Almost exactly two years after he called out Matt Hughes in his triumphant post-fight interview at UFC 103: "Franklin vs. Belfort" on Sept. 19, 2009, Koscheck was seemingly at a loss for words with the showdown for which he's publicly campaigned for being so near.
Fighting words, anyway.
Respectful, reserved and seemingly subdued, "Kos" didn't predict a violent finish, land a low blow or even take Hughes to task for "ducking" him and his American Kickboxing Academy (AKA) stablemates for years. On the contrary, he even offered a possible excuse for Hughes' reluctance.
"I feel that this fight should have happened a long time ago. I'm not sure why it [never did] -- I've asked for it a number of times," he told the assembled members of the media and fans in attendance. "I'm not sure why he didn't accept it, or maybe he was just never offered it."
Koscheck has made a name for himself throughout the years with his sharp tongue, polarizing -- and often times alienating -- fans with against-the-grain, filter-free remarks that put butts in seats. He doesn't care what people think. He couldn't care less what you think about his fighting style. He's going to speak his mind, brazenly promote his fights and at least get under the skin of someone.
Not this time around.
He chalked up his out-of-character pre-fight promotional performance to the short turnaround and the inability to get too worked up over a bout that only has 19 days of build up. Koscheck, coming off a nine-month layoff, agreed to replace an injured Diego Sanchez little more than two weeks ago.
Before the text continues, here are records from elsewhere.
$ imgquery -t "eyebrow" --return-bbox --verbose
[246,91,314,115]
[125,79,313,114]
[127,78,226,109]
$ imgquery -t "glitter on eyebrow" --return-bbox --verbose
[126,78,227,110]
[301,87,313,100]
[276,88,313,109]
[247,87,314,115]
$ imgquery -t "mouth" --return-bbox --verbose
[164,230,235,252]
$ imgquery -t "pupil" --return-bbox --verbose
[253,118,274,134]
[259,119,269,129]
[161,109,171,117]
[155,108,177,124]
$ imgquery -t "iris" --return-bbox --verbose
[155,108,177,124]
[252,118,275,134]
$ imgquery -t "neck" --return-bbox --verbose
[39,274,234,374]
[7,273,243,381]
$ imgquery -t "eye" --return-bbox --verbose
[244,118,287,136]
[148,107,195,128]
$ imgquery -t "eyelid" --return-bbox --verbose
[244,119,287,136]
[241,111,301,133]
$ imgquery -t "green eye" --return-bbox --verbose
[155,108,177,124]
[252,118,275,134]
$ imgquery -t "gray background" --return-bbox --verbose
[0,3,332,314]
"I'm not trying to disrespect Matt Hughes, he's been a good representative of the UFC, and for this sport," he said. "Plus, you really can't stir up too much in 19 days, as much as I'd like to just for the fun of it. Matt is a good guy, we have a lot in common, so I think he's a well respected fighter around the sport and this is just going to be a fun fight."
Oh really? Short turnarounds haven't stopped Koscheck before from flapping his gums. Nothing has, really, especially when the topic has turned to Hughes at any point in the last 725 days since the original call out in Texas.
So why, now, with a UFC Hall of Fame inductee dead in his crosshairs -- the Golden Goose that he has been chasing in vain for years -- has Koscheck decided to zip his lips? It's rather simple. And Koscheck even said it himself: He's not about to talk trash about a UFC legend -- one who is likely about to step inside the Octagon for the very last time -- "just for fun."
"I know that this is Matt's last fight on his UFC contract and I'm sure he wants to go out, especially if he plans to retire after this, he wants to go out with a win," he said. "This is going to be a good, fun fight."
Hughes has not revealed that retirement is imminent, but he certainly has not ruled it out altogether. The former welterweight champion has dodged the question all weekend long, saying, "I'm just going to talk with the UFC after this and we'll see." But if actions truly do speak louder than words, Hughes' demeanor and body language are screaming retirement.
"I'm 37 ... I don't want to be in my forties and fighting," he said. "I don't. I'm about to be 38, so we'll just have to see what's going on. I'm not going to sign another four-fight deal ... that's for sure."
It's odd that a Koscheck fight takes a back seat to another more drama-fueled contest on a card. But that's exactly what has happened in "The Mile High City," with UFC Light Heavyweight Champion Jon Jones and Quinton Jackson demanding the lion's share of attention for their heated exchanges.
That seems to suit Koscheck just fine ... for now.
"I'm a little antsy up here because usually all my fights have all the drama and this fight doesn't have the drama as these two guys [Jones and Jackson] over here," Koscheck quipped. "So it's a different scene for me."
It's a different scene for everyone. Maybe he's not such a bad guy after all.